Photo Credit: Princeton University

This solar cell sandwich is called a “plasmonic cavity with subwavelength array” or PlaCSH. It can dampen reflection and trap sunlight, reflecting only four percent and absorbing as much as 96 percent of it. This makes the PlaCSH solar cell 52 percent higher in efficiency than a standard solar cell when it comes to converting solar energy to electricity.

The PlaCSH solar cell sandwich consists of five very thin layers. The top layer is the “window layer,” which sunlight hits first, and uses an fine metal mesh that is only 30 nanometers thick. It has holes 175 nanometers in diameter and 25 nanometers apart.

Next is a layer of transparent plastic, followed by a layer of semiconductive material, another layer of titanium oxide and an aluminum layer at the bottom. The combined thickness of all five layers is just 230 nanometers.

“It’s like a black hole for light. It traps it,” said Chou.

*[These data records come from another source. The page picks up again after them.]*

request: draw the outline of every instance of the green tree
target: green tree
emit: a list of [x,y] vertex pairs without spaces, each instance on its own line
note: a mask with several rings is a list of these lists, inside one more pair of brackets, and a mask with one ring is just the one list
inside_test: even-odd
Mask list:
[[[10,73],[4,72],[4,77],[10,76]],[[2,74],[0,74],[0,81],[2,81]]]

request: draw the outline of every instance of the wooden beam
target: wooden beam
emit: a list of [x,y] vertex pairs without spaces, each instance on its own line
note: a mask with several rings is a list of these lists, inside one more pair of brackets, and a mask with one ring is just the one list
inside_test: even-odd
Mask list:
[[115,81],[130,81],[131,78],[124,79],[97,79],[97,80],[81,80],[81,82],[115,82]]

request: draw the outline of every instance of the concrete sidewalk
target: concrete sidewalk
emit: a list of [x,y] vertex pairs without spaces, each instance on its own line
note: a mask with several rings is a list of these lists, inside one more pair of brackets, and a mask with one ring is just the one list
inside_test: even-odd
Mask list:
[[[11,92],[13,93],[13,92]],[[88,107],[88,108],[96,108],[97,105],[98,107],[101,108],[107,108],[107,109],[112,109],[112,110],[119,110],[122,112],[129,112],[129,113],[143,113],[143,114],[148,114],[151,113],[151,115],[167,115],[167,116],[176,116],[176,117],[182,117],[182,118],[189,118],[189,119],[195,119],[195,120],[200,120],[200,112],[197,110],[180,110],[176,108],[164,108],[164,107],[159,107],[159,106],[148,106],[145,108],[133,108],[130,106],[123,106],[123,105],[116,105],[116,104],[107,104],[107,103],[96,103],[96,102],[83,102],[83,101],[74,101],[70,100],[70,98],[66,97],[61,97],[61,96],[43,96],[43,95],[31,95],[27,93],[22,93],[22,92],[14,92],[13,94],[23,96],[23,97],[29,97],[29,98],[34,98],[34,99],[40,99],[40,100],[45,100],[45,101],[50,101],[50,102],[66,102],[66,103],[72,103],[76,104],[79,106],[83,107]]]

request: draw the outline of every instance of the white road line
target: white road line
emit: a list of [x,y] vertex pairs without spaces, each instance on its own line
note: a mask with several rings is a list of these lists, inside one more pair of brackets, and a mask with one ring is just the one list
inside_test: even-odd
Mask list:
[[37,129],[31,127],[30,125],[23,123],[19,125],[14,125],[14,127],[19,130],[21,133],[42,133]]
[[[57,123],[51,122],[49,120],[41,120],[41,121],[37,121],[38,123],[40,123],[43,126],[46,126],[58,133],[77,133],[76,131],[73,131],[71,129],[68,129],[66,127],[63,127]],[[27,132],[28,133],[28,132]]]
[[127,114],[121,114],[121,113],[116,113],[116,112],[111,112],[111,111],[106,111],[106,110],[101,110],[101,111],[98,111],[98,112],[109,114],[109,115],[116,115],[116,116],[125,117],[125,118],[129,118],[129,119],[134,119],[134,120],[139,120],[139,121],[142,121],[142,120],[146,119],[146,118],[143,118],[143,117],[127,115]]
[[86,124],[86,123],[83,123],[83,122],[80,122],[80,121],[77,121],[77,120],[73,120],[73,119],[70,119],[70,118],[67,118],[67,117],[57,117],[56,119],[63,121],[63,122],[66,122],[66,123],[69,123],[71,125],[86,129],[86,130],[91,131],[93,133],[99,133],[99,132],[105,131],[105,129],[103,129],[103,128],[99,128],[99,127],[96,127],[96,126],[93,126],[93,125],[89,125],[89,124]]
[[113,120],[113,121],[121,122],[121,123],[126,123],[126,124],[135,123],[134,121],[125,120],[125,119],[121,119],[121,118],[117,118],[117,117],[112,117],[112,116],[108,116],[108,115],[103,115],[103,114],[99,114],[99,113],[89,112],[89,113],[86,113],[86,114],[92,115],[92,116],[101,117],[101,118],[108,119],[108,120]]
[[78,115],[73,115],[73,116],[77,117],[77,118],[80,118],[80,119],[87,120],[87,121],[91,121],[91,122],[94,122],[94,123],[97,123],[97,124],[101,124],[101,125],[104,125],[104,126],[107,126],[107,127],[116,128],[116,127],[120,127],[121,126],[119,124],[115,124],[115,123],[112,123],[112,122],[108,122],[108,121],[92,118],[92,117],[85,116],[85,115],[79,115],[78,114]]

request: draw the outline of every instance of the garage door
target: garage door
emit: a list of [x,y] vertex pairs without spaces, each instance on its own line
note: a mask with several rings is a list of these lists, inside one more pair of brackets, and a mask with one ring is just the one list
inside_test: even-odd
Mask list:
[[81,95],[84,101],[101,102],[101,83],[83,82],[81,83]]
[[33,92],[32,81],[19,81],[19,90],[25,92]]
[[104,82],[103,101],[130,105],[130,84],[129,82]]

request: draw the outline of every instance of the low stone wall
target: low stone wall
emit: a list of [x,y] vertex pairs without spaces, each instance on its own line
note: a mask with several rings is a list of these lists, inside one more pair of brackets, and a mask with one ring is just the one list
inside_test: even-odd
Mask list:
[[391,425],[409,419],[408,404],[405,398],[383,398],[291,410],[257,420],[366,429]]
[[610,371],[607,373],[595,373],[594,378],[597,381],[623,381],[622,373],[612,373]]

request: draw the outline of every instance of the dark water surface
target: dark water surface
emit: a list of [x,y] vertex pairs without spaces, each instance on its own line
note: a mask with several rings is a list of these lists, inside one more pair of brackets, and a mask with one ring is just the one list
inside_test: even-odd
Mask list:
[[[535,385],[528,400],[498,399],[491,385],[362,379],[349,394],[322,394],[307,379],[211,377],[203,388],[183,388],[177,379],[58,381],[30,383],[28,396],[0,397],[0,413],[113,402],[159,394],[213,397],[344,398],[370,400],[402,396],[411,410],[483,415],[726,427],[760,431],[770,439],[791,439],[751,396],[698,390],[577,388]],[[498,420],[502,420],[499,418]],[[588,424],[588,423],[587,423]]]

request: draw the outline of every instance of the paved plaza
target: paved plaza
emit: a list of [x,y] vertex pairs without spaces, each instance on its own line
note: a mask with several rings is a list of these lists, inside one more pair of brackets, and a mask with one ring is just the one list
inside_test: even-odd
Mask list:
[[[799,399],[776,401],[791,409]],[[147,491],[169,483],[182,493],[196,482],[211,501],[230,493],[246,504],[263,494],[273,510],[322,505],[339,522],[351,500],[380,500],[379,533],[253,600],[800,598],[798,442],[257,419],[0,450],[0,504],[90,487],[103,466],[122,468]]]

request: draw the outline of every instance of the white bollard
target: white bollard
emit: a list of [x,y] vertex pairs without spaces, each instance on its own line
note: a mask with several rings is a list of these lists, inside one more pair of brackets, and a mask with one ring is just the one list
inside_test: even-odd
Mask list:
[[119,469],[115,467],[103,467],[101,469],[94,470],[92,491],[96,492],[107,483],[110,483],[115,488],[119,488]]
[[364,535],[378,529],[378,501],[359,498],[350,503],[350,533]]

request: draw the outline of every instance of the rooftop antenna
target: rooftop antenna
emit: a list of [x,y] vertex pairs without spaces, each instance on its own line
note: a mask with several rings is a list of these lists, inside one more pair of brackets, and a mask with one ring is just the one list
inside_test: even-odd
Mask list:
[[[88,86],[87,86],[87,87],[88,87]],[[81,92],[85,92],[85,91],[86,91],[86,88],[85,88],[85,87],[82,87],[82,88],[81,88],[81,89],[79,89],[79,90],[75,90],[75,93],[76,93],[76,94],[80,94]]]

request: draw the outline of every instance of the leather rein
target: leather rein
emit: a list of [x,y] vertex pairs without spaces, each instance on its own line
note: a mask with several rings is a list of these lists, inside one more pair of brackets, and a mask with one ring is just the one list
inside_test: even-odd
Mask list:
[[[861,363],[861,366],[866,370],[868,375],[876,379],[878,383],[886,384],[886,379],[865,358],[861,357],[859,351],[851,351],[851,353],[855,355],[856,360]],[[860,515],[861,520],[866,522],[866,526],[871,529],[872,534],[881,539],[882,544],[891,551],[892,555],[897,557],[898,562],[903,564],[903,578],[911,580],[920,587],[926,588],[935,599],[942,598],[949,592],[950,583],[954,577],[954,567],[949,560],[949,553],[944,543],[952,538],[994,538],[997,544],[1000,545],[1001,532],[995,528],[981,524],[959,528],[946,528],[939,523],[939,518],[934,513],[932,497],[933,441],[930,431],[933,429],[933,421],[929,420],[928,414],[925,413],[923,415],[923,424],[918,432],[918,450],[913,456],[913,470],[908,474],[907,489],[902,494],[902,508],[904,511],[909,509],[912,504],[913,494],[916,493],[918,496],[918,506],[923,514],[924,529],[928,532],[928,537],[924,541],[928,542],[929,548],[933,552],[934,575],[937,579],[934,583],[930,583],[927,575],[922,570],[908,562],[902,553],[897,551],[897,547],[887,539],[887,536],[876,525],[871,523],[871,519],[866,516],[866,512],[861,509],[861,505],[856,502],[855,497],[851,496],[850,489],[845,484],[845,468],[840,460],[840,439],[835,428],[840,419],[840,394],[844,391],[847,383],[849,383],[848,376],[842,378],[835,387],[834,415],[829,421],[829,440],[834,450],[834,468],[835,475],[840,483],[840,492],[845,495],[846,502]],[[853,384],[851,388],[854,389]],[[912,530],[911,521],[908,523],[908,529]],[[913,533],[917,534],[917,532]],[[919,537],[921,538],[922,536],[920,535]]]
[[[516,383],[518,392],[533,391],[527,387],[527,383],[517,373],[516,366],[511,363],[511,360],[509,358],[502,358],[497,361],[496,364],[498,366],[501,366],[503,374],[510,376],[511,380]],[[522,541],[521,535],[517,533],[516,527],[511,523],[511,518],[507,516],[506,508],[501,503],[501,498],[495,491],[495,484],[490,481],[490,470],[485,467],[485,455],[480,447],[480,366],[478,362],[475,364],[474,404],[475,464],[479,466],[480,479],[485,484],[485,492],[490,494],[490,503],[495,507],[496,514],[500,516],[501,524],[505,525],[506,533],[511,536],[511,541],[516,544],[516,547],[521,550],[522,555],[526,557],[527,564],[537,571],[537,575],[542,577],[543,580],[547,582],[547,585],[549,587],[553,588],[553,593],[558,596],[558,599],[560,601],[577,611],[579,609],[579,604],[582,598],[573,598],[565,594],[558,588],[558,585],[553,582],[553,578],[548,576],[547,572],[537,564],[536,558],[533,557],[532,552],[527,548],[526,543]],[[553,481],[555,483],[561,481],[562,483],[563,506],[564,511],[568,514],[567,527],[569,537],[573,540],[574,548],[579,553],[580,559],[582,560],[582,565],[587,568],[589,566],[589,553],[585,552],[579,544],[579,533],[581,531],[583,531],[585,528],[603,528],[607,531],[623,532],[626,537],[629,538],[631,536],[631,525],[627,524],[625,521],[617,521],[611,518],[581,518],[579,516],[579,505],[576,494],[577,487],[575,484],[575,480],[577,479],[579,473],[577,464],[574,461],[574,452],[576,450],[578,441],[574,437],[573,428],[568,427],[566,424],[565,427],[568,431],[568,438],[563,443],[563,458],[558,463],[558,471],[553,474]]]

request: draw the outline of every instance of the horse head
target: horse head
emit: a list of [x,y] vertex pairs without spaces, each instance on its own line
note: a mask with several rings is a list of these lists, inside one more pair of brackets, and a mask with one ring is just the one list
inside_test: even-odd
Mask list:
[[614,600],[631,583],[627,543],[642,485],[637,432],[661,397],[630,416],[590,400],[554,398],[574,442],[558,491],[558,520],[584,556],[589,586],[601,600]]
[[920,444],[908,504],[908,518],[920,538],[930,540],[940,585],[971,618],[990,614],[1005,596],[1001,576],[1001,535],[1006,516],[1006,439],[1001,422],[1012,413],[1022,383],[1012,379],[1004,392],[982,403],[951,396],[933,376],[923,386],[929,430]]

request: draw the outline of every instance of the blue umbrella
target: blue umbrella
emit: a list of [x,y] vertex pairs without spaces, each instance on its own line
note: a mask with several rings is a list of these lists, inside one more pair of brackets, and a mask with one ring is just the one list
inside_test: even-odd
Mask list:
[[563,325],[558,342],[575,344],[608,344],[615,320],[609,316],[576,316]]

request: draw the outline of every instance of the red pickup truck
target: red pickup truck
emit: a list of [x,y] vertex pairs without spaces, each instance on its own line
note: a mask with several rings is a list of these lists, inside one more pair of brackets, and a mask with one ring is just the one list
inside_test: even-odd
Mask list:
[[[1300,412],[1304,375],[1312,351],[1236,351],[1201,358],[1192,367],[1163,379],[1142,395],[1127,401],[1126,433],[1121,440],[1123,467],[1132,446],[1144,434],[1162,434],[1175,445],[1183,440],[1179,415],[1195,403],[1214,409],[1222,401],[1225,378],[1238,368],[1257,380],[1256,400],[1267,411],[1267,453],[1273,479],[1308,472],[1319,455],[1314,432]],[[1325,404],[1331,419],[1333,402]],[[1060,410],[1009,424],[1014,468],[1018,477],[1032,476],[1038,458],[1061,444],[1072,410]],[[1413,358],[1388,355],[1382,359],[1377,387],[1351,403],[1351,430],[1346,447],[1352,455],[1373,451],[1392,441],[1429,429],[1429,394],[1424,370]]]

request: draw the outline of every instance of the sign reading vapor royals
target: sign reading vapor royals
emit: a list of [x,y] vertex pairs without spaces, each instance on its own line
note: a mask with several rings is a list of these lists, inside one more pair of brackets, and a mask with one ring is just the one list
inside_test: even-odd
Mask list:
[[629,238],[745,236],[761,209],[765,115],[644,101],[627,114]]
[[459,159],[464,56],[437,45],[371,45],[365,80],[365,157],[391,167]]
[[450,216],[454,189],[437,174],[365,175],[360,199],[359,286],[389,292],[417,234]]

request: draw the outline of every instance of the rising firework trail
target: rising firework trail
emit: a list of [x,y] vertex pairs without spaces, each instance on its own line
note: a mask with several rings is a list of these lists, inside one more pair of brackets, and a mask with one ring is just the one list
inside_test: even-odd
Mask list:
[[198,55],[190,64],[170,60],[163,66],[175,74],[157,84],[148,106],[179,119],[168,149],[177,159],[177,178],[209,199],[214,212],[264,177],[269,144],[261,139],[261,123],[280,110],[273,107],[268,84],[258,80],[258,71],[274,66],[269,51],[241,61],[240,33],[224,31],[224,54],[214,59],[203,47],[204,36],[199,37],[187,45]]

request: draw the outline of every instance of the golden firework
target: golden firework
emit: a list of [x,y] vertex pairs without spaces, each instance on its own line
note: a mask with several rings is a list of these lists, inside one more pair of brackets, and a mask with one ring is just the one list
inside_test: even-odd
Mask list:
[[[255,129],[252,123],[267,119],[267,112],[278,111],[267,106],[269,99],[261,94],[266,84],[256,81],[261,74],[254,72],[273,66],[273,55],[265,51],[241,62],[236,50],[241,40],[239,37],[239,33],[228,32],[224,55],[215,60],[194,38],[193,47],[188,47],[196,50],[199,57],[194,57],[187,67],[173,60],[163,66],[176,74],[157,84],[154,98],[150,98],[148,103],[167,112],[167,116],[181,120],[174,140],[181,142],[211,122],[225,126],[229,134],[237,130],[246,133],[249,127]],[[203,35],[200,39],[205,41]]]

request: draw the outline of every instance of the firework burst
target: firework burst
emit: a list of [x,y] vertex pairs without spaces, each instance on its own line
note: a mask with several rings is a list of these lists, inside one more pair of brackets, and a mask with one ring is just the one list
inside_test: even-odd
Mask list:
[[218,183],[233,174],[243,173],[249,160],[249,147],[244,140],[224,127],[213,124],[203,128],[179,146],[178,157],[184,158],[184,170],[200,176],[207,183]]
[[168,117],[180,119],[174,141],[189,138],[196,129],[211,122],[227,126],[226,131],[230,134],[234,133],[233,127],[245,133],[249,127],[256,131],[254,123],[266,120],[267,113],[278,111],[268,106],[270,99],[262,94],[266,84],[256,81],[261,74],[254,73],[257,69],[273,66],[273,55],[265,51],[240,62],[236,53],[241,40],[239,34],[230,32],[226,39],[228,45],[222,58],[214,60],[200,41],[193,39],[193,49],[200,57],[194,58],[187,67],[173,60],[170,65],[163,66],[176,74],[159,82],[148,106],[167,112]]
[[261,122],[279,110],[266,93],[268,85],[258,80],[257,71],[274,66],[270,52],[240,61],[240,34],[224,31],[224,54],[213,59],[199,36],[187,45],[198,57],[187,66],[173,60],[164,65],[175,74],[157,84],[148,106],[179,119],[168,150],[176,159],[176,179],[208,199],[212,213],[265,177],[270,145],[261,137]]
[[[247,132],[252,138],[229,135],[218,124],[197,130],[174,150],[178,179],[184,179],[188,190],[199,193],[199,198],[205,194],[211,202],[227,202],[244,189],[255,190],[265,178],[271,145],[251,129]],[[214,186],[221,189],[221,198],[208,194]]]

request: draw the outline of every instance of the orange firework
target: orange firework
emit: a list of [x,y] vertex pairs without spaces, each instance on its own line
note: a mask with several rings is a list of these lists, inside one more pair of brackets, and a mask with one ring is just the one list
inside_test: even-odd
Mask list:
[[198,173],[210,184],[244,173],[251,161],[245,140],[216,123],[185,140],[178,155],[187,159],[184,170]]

The scientists said these PlaCHS solar cells can be manufactured using a cost-effective method in wallpaper-size sheets. The Princeton lab uses a “nanoimprint” technique that Chou invented 16 years ago, which embosses these nanostructures over a large area, similar to printing newspaper.

Besides providing greater efficiency, the materials used could replace the expensive indium-tin-oxide (ITO) electrodes found in standard solar cells, further helping to bring down the costs of solar PV. And with PlaCHS being more flexible than ITO, it could make the solar cells even less fragile.